In [13]:
import numpy as np
import torch
import torch.nn as nn
import torch.optim as optim
import torch.nn.functional as F
from torchvision.utils import make_grid, save_image
import matplotlib
import matplotlib.pyplot as plt
from matplotlib.gridspec import GridSpec
from PIL import Image
import warnings
warnings.simplefilter("ignore", UserWarning)
from collections import namedtuple
import time
import os
from dzlib.utils.helper import info, stats, params, npshow, janimate, ccrop_pil, resize_pil
from dzlib.nn_models.unet_dip import UNet_DIP
from dzlib.nn_models.dipnet import DIPNet

print(f"Imports Complete")

Imports Complete


In [14]:
# General Settings
dtype = torch.FloatTensor
%matplotlib notebook
matplotlib.rcParams['savefig.dpi'] = 80
matplotlib.rcParams['figure.dpi'] = 80
# %config InlineBackend.print_figure_kwargs={'bbox_inches':None}


## Load PIL, Center-Crop, Downscale

In [15]:
# Load PIL Image
data_dir = os.getcwd() + "/data/license_plates"
fn = data_dir + "/test4.jpg"
image_pil = Image.open(fn)
print(f"Original PIL Image Size: {image_pil.size}")
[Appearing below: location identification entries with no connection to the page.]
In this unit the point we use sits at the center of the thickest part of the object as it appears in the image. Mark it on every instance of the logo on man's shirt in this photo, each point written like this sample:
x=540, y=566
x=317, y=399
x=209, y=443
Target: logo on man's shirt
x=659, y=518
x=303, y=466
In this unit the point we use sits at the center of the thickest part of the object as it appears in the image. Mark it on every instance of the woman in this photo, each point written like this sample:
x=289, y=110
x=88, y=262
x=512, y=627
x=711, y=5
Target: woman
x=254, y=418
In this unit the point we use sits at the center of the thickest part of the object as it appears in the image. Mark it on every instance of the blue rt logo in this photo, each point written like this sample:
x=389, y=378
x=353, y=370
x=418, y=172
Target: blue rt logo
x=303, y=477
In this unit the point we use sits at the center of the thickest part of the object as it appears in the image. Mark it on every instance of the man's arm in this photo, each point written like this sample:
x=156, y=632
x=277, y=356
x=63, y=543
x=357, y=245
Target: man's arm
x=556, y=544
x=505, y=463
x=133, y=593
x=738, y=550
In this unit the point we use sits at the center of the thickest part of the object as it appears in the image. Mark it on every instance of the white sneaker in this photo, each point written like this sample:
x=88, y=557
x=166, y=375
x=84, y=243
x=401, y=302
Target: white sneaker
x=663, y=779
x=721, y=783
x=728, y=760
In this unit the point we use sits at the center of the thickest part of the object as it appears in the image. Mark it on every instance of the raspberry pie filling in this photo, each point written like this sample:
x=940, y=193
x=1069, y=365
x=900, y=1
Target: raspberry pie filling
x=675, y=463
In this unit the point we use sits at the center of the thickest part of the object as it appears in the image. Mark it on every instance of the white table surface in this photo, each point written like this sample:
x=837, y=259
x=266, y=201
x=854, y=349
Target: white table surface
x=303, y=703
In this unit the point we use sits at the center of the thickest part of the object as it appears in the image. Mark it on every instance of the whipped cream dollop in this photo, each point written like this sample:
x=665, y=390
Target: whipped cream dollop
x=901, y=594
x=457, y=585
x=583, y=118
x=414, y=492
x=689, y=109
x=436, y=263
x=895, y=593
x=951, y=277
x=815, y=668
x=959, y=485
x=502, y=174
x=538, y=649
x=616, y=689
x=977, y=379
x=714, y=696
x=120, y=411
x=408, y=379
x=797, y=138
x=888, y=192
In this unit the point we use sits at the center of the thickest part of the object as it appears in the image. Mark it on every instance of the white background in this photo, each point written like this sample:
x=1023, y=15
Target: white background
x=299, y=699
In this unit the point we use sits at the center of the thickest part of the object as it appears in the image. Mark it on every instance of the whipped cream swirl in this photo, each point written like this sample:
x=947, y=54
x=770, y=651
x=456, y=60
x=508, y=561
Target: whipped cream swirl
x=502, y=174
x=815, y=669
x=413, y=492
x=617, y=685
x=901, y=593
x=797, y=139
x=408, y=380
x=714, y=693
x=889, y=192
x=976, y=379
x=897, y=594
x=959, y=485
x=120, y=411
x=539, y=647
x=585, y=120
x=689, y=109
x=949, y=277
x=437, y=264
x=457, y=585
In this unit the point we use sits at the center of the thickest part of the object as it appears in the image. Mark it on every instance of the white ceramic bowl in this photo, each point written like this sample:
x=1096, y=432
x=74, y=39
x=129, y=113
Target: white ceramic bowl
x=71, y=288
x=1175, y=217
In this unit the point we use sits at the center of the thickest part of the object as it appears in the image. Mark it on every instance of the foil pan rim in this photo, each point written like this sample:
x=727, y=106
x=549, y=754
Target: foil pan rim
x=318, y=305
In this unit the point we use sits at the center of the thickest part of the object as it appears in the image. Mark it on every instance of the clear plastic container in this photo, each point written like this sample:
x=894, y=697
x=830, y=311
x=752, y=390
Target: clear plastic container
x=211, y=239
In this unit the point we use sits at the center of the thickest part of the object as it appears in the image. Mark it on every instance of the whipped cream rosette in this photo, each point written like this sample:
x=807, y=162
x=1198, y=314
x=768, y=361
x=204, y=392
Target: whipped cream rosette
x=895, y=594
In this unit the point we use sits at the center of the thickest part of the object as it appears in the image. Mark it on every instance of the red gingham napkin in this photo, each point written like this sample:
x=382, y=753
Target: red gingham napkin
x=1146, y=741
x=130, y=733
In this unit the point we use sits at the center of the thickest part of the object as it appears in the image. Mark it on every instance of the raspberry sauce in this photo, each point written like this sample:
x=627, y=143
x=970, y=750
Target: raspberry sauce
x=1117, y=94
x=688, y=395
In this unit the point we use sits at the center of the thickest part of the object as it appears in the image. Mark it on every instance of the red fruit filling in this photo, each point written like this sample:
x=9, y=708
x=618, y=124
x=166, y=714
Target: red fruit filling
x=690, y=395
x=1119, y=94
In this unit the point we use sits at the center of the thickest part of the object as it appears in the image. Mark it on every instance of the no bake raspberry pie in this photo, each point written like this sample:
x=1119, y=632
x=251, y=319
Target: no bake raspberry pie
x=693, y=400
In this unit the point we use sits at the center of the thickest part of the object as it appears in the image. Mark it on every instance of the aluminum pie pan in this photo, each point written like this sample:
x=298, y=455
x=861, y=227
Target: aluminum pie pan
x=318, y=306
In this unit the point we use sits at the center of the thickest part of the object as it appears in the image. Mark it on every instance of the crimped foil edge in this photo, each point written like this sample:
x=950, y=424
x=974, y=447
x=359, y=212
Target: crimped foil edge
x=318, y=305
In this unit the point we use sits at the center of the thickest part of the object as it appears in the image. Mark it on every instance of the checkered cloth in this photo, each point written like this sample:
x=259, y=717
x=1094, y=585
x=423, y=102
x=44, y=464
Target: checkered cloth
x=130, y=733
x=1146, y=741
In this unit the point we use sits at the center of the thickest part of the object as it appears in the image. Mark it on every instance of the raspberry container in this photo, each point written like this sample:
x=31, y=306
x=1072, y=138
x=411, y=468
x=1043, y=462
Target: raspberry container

# Center Crop dims to be divisible by 32
image_pil_HR = ccrop_pil(image_pil, factor=32)
print(f"Center-Cropped PIL Image Size: {image_pil_HR.size}")

# Downscale dims by 4
image_pil_LR = resize_pil(image_pil_HR, factor=0.25, resample=Image.ANTIALIAS)
width, height = image_pil_LR.size
print(f"Downscaled PIL Image Size: {image_pil_LR.size}")



Original PIL Image Size: (480, 240)
Center-Cropped PIL Image Size: (480, 224)
Downscaled PIL Image Size: (120, 56)


## Convert to Numpy & Plot
### Numpy, Float32, Transpose to (C x H x W), Normalize values to 0-1

In [16]:
Dims = namedtuple('Dims', 'channels height width')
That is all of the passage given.